Teatralidad terrible de la violencia
Para aquellos que sueñan con ver la revuelta de “Los Miserables” en las calles de París, los sábados de caos de las últimas semanas saciarían ampliamente sus esperanzas. Del Arco del Triunfo a la plaza de la Concordia, pasando por sus fastuosas avenidas aledañas, la onda de terror llegada desde los suburbios o las provincias olvidadas, azota la capital con un furor destructivo digno de una guerra civil, que ya sabemos son las más caprichosas y destructivas: Hermano contra hermano, pobres contra ricos, vecinos contra vecinos, provincianos contra capitalinos, blancos contra rojos, manifestantes amarillos contra policías azules, como en un encuentro de futbol sin pelota, en donde la cancha es el trazo impecable de la capital y la destrucción el atractivo final. Desahogo brutal del resentimiento, proclamado a los cuatro vientos en las manifestaciones marabunta.
Cristales rotos, autos incendiados, saqueos a cualquier tipo de tienda, choques en cualquier rincón cercano al Arco del Triunfo, es lo que provocan muchos manifestantes a su paso, amparados por las ovejas pacíficas que aceptan con toda candidez la destrucción que su acompasado paso provoca. Y las verdaderas víctimas son trabajadores que pierden su empleo, restauranteros que cierran su comercio, comerciantes que pierden su mercancía, sus bienes y su día de ventas. Y un furor imparable que retiene la atención de todos, más de 20 millones de telespectadores en Francia. Teatralidad cruel como la soñó Artaud que vería en este frenesí destructivo los aspectos más obscuros del ser humano, un brote de peste que desnuda las almas, la visualización de la loba envidia.

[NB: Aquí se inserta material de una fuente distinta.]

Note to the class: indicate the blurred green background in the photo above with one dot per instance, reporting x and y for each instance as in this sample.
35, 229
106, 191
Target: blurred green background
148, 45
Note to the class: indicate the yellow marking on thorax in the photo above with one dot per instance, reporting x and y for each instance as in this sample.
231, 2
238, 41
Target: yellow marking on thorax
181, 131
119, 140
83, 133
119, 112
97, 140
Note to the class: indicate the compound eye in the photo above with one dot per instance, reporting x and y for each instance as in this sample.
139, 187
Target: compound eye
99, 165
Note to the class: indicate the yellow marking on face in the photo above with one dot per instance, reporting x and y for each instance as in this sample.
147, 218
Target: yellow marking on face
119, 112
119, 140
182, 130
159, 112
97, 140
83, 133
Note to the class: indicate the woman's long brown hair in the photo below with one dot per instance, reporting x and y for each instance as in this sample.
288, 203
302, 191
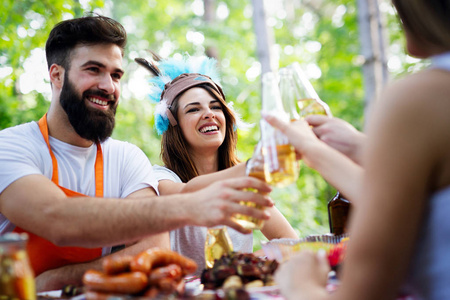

Ni siquiera los nazis durante la ocupación alemana de París causaron tantos destrozos como los que han perpetrado en las últimas semanas los ‘chalecos amarillos’. Cada sábado una nueva emisión de caos y retrogradación que el público universal puede seguir desde la tv o en las redes sociales, o si usted es un privilegiado turista de la ciudad luz puede asistir en directo a los desmanes, con la posibilidad de participar en las correrías de los afligidos transeúntes, o ser agredido por algún manifestante o recibir una bomba lacrimógena en la figura, y así ser público y actor como lo pide la modernidad teatral.
Reconozcamos que toda manifestación tiene sus atractivos escénicos: en la confrontación francesa (porque hay espectáculos en varias capitales de Francia) los actores se distinguen ya sea por su chaleco amarillo de los que se usan en caso de incidente o para los ciclistas, ya sean los uniformes azules de las fuerzas del orden; melodrama garantizado: los buenos contra los malos, los pobres contra el poder de los ricos, las heroínas anónimas contra el poder gubernamental. La teatralidad total con un desenlace incierto, cada sábado, hasta el caos final.
Aquí no hablo de los motivos políticos, hablo del espectáculo planetario que estos choques provocan. La violencia es atractiva, hipnotizante, contagiosa. La paz, en cambio, es antidramática, poco teatral, sirve para el final de una tragedia de Shakespeare, cuando todos los protagonistas están muertos y la obra termina.
Por eso pienso que es mejor encerrar la violencia en un foro: se tiene asegurada una catarsis, la visión puede ser global, el efecto mucho más fuerte, caos y orden, sangre y poesía, sueño y realidad… como bien sabemos, la muerte en un escenario es mucho más dramática que la muerte real que es como un golpe seco de guadaña, y nada más.